Tuesday Jan. 17th, 7:30-9:30pm
Tuesday Jan. 31st, 7:30-9:30pm
Sunday Feb. 19th, 7:30-9:30pm
Tuesday Feb. 28th, 7:30-9:30pm
Hosted by Sarah Heston
Free
Nonfiction workshops and scholarship focuses on writing ‘the self,’ but this model often excludes influential works by writers who women. In this course we will read some canonical nonfiction work from 3rd C. A.D. to the present that shows women’s important contribution to co-writing memoir as a means to disrupt established power structures. Our discussions will focus on themes of literacy, martyrdom, slavery, feminisms, spirituality, and the narrative structures co-struggle works take on. This background will lead us to some writing exercises of our own. You will leave this workshop with a sense of the history, themes, accomplishments, and failures of women’s co-written memoirs of struggle, and with the start to a piece of writing that you can add to this incredibly rich tradition. You might wish to purchase texts not available online rather than loan from the library, which shouldn’t be more than $20-30. I will make copies available to students to borrow.

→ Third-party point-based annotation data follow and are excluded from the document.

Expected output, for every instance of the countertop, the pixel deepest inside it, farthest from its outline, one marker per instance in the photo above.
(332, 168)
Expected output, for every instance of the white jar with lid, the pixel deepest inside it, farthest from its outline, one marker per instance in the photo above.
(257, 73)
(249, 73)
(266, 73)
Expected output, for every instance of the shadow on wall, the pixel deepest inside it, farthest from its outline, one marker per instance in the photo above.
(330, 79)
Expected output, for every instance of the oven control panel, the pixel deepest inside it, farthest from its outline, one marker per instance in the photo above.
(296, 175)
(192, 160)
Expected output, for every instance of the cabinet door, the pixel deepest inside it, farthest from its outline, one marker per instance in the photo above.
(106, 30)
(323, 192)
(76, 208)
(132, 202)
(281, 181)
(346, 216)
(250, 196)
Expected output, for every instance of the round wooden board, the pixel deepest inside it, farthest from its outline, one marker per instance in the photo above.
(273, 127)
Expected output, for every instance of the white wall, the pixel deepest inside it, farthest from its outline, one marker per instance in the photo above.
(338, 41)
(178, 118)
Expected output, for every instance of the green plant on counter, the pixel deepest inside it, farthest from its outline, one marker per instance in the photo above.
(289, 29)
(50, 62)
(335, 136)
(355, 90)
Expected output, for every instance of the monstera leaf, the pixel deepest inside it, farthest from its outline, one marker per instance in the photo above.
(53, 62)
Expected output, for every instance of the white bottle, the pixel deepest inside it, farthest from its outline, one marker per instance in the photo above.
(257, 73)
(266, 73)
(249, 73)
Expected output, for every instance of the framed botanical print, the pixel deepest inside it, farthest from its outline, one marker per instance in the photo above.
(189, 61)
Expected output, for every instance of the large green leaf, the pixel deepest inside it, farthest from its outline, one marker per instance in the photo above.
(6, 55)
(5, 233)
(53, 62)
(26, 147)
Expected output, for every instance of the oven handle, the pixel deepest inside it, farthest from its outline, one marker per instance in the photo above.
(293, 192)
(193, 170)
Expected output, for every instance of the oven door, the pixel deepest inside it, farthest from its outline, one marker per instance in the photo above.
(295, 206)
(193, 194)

Email [email protected] for the reading list
Sarah Heston founded and moderates the Your Feminist Group Sucks Facebook group and is a member of the LAAC Women’s League, which partners with the DWC for volunteer and charity work. She has a PhD and MFA in writing, and focuses on women’s memoir. Sarah’s work on/in women’s nonfiction is in LARB, The Iowa Review, American Literary Review, Entropy and elsewhere.